Monday, 27 May 2013

Big Night Out

(Big Danger in Little Osaka #7, 2008)

In Osaka the trains stop running at about midnight, so if you want a night out then you have to make the call: do I go home for a relatively early sleep, or do I stay out until the first train at 5am? There’s no middle ground (unless you want to drop an extortionate amount of money on a taxi home). One Friday, myself and some of my fellow teachers decided to stay out all night in Osaka to see what would happen.

The night started off fairly quietly with a few drinks at a local bar. The Australian in our group, trying to pick up Japanese girls as usual, found competition in a pair of older, balding Americans. “These guys don’t even speak Japanese!” he hissed to me at one point, after one of them barged in on a conversation he was having with a girl. It turned out that these guys, who for some reason latched on to our group after we left the bar, were in Japan for one night and were hitting the town with one purpose in mind: to root Japanese girls.
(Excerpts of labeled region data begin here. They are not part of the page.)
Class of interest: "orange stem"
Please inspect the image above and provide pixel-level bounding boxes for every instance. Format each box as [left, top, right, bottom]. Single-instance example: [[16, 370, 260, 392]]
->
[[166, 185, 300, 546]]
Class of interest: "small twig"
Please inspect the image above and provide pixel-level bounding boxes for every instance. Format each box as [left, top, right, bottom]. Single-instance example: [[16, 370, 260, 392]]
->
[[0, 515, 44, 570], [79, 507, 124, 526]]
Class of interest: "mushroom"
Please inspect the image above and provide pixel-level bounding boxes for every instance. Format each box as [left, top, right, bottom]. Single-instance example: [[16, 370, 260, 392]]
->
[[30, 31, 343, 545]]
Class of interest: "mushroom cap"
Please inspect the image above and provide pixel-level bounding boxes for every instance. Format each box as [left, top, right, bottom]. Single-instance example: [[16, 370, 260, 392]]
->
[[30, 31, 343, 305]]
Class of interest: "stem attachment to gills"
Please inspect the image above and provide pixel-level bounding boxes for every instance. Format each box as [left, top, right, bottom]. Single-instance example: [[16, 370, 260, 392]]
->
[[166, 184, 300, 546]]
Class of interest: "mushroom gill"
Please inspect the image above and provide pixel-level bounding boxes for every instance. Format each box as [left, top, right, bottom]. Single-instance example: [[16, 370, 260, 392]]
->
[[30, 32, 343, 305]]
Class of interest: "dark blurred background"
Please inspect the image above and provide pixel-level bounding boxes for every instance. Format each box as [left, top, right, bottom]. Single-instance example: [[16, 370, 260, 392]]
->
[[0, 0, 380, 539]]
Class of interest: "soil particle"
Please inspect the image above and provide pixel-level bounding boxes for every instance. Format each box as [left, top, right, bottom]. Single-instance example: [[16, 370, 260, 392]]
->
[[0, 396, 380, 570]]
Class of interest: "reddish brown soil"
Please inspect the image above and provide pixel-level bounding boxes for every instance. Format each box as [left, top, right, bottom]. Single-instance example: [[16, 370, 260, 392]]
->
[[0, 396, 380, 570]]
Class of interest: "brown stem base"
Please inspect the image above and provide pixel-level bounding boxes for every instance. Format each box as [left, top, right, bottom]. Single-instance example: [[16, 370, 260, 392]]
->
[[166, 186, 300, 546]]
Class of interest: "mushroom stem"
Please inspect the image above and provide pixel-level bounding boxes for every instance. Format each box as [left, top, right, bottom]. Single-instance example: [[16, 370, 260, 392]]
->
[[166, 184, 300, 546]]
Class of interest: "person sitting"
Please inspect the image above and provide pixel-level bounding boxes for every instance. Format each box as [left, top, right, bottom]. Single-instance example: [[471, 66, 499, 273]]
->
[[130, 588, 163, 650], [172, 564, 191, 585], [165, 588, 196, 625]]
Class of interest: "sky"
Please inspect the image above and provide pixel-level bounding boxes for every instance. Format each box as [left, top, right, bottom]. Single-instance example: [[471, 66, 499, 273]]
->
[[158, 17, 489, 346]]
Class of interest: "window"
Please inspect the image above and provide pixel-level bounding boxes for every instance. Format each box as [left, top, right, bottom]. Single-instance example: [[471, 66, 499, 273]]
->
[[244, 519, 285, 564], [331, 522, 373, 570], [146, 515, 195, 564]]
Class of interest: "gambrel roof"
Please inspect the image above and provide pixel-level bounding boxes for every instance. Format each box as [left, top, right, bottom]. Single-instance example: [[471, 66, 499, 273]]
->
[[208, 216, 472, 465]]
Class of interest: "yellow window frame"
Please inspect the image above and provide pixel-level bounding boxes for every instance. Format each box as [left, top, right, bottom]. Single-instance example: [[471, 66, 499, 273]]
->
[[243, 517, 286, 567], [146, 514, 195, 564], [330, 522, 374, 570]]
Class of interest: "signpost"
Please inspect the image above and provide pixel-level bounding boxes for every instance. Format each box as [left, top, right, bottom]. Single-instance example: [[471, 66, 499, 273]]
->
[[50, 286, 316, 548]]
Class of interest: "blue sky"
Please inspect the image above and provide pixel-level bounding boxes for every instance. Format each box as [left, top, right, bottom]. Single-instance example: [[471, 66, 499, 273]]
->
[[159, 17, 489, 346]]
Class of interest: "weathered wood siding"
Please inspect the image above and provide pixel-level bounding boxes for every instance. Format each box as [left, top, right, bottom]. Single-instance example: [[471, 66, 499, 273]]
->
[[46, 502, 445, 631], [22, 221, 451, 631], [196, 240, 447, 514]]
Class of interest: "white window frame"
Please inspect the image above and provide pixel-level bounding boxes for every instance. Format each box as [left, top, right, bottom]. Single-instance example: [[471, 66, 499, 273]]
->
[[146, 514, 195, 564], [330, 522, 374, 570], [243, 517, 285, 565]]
I watched with morbid curiosity as they sleazed on to every girl we encountered, even if they were with a boyfriend. “Oh, you two are sisters?” one of them said to a pair of girls we met on the train. “Perfect, haha.” The girls politely excused themselves from the train at the next stop. “Get away while you still can!” I yelled after them. At one point the sleazier of the two Americans, with a rather smug air, announced that “the fucking Australian guy was pissed that we don’t speak Japanese! Well, I’ve had dozens of Japanese girlfriends, and they didn’t speak any English either!”  Check. Mate.

We managed to shake these sleazemeisters and headed to a Japanese live hip-hop venue, where we had to drop over three grand just to get in (or about forty New Zealand dollars – but it sounds much more impressive in Yen). It was hard to appreciate what the MCs were doing, since I had no idea what they were rapping about (the mean streets of Fuse, perhaps?), so it was not really worth the massive cover charge. However, I’ll never forget seeing a large Japanese gangsta on stage, yelling out phrases like ‘resupekuto!’ and ‘biggu-apusu’!

With the hip-hop proving unsatisfying and several hours until the first train, there was only one thing for it: karaoke. I was excited to finally be doing karaoke in its home country, but the private room we rented was pretty much the same as you’d find in Vivace or any other karaoke bar in New Zealand. Still, that didn’t stop us from doing throat-shredding renditions of all the karaoke classics, with a surprising amount of soul given the late hour. When our time ran out we stumbled wearily outside, where it was already light, and made our way to our respective trains. At 6am I lurched my way into bed, vowing not to do that again for a while. (Update: I went and did it again the next weekend. Shit.)